Councilman Donovan Richards, the Democratic nominee, is the heavy favorite to capture the seat after winning the primary election in the overwhelmingly Democratic borough.
But Ariola, 62, is vowing to put up a fierce fight, painting Richards as a hard-left, soft-on-crime and anti-police candidate at a time when residents are fed up with lawlessness amid the coronavirus pandemic.
Richards, chairman of the Council’s Public Safety Committee, has backed a package of police accountability laws and even voted against the city budget in July because it didn’t cut the NYPD’s funding enough or address “racism that runs rampant in the NYPD.”
“That was the last straw.
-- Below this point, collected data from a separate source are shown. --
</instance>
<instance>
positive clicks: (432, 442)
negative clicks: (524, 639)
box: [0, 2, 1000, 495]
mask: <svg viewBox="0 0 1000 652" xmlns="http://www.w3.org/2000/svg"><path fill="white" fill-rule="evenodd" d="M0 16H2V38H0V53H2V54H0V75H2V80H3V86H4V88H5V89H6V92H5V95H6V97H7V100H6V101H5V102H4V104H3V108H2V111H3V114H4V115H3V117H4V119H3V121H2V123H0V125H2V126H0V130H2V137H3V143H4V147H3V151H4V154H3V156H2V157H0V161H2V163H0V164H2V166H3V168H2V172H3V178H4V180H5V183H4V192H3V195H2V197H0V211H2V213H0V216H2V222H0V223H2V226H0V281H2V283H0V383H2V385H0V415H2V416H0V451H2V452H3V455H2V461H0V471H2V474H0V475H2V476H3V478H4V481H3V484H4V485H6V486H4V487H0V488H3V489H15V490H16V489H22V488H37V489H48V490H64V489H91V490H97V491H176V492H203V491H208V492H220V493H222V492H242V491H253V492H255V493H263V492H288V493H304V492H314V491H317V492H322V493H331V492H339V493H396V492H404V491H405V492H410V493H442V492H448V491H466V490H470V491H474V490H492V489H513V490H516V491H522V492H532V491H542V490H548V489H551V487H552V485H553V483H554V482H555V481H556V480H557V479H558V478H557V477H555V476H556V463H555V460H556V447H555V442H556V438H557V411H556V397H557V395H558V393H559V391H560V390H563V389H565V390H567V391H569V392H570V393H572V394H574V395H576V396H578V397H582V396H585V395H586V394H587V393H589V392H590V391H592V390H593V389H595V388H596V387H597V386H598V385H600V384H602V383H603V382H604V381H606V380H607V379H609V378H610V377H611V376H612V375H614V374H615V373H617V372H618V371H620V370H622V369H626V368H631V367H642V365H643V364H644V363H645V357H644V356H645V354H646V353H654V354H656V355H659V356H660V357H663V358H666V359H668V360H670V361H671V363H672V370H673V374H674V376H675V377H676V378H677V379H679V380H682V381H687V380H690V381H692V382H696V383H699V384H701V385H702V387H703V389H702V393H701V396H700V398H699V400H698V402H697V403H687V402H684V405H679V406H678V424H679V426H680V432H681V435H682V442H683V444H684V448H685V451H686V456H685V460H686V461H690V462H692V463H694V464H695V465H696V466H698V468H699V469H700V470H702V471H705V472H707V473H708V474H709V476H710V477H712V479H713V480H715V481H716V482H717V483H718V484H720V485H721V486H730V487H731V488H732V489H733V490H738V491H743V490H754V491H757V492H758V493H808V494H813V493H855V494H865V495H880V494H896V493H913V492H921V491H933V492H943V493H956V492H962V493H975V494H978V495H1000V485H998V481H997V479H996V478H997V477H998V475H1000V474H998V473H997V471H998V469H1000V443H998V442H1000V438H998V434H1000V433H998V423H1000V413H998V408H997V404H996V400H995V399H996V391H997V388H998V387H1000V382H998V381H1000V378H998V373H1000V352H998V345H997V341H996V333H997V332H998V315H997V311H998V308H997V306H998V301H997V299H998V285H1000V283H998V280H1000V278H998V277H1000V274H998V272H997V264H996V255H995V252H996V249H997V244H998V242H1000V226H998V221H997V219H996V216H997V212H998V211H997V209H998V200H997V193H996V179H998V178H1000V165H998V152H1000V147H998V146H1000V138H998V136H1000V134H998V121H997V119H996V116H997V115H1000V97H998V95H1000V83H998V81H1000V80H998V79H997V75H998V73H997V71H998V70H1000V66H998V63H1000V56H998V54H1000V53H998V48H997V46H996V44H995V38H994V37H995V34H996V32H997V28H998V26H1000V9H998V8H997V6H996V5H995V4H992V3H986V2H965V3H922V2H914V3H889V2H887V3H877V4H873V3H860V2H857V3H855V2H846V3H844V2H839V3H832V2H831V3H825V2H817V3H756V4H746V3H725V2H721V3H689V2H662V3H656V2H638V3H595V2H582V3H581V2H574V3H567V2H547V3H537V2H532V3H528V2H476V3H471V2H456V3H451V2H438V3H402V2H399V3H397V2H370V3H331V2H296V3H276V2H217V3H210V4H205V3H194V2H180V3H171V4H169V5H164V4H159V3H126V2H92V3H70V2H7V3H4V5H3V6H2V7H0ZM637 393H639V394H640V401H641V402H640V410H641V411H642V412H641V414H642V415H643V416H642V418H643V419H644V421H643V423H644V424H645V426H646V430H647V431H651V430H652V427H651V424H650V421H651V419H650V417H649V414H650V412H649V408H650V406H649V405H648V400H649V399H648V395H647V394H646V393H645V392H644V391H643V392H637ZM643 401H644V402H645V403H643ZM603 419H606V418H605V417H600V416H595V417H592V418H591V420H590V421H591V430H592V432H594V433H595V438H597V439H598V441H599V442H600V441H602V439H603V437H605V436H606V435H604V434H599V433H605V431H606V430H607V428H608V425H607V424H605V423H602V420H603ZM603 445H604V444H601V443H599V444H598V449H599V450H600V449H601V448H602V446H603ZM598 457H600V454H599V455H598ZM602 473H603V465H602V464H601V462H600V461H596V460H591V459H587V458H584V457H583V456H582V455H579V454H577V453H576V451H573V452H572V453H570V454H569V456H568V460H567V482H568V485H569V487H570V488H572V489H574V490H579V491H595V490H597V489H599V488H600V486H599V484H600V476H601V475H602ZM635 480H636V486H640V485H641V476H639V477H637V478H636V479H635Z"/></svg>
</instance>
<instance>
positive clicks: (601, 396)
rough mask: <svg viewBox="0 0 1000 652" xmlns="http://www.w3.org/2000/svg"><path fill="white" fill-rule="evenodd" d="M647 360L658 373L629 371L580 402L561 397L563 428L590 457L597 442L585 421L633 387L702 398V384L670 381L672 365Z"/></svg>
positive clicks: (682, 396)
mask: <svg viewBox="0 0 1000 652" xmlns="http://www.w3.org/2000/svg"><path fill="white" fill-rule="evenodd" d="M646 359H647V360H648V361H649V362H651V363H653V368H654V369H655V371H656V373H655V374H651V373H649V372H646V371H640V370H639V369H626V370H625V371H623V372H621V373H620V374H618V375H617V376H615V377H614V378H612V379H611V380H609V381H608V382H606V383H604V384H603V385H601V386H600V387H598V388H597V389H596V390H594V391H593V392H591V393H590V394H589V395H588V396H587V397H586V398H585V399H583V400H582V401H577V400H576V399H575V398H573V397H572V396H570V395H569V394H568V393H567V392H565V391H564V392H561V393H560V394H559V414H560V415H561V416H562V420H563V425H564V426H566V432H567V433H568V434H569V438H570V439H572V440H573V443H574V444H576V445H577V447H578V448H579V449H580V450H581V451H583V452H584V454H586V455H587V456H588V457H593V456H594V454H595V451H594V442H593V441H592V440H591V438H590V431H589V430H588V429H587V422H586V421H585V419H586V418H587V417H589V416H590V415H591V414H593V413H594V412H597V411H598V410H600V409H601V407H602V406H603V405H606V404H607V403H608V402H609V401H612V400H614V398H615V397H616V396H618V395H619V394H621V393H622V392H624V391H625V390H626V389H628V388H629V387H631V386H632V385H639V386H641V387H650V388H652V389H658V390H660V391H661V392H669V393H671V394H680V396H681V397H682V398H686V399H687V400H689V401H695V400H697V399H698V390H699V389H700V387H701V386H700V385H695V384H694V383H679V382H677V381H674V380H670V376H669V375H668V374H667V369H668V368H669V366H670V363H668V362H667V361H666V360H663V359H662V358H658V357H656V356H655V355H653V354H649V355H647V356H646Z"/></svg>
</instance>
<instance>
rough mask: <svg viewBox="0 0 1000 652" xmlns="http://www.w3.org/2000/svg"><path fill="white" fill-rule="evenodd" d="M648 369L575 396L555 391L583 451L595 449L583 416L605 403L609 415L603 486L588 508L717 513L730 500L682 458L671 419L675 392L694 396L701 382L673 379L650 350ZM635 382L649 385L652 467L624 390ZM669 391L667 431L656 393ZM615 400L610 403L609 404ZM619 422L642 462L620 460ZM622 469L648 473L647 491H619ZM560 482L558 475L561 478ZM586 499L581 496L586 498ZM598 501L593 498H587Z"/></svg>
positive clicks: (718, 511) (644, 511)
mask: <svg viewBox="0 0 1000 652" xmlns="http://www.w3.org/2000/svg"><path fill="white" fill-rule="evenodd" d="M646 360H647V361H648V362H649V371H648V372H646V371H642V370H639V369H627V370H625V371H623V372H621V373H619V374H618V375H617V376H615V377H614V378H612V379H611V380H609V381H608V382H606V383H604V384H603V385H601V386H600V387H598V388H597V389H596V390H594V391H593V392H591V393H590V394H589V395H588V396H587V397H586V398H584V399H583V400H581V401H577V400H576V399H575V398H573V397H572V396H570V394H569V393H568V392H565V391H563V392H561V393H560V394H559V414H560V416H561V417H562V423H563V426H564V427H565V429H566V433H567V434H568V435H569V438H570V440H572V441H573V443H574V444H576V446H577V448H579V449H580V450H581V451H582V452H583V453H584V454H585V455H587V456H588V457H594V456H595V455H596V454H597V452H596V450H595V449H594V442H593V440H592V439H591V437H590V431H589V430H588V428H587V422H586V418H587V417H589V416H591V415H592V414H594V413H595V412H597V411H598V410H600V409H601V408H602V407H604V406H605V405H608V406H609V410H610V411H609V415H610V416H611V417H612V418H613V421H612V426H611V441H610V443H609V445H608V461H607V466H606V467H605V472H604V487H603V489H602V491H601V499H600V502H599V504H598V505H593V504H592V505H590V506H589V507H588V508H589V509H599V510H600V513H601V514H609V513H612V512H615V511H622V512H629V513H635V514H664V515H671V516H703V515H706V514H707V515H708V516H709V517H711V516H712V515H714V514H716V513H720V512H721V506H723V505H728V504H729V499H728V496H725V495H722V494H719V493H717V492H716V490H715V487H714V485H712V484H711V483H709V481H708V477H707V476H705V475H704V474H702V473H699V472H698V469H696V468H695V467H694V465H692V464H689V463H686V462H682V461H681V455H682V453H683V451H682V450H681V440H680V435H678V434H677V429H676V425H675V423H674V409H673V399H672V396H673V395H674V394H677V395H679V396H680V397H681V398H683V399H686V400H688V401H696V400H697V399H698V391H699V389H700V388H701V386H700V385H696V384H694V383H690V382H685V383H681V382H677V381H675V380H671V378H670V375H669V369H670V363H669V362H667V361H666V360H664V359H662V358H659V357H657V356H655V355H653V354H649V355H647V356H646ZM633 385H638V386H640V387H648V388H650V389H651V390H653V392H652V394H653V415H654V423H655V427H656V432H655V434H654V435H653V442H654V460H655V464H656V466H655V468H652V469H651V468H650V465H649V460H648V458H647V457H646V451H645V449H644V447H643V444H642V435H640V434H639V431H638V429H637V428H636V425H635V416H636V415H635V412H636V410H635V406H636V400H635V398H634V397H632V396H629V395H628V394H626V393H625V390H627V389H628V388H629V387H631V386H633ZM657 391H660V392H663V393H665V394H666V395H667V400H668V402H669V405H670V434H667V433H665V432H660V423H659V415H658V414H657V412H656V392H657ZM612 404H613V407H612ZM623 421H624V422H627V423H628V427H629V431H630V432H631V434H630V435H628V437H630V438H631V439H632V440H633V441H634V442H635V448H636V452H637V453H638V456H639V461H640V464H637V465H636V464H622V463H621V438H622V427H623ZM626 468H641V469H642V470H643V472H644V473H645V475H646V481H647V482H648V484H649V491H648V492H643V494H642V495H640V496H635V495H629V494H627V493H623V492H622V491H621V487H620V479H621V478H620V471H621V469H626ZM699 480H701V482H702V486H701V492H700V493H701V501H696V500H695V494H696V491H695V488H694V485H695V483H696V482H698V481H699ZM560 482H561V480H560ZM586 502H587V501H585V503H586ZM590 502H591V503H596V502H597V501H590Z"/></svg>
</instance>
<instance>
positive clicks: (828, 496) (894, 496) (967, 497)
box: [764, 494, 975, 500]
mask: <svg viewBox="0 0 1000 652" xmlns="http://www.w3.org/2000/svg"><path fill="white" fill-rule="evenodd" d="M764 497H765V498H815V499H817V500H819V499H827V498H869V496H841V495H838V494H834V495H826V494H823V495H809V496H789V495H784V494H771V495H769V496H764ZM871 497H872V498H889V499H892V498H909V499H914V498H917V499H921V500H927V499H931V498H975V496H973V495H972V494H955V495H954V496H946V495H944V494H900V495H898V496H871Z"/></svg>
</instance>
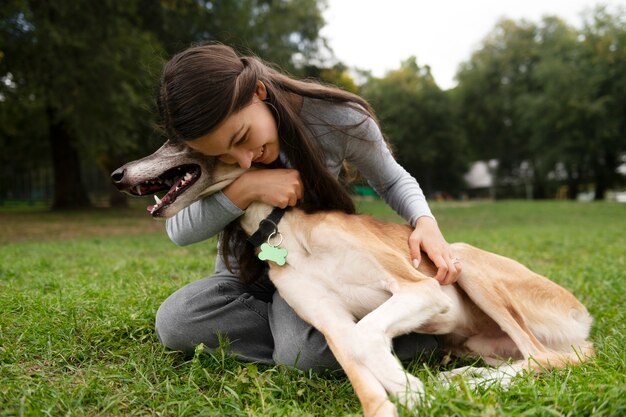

We can’t leave Queens in Donovan Richards’ hands. He’s another de Blasio. He could be worse,” Ariola said.
Richards was unfazed.
“The only insanity is a Trump Republican believing a message of division can win in one of the most diverse counties in our country. Queens has always been a place where residents pursue fairness and celebrate our diversity. We anticipate Queens voters will reject our Republican opponent’s policies, just as they will Trump’s in November.”
Richards is so assured of victory that he refers to himself as “QBP-Elect” on his Twitter page.
Ariola said she supports President Trump’s re-election, which could be a troublesome issue in the Democratic-leaning borough with the presidential race topping the ballot.
Ariola said she would hammer Richards for supporting the closure of the Rikers’ Island jail complex and have the city open jails across the city — including in Kew Gardens, Queens.
Ariola, a director of intergovernmental affairs at the Medisys hospital network, is stepping aside as the Queens GOP leader to run for borough president.
Richards currently represents southeast Queens and the Rockaways in the council.
The borough president’s office is a largely ceremonial position, though it has say over land use matters.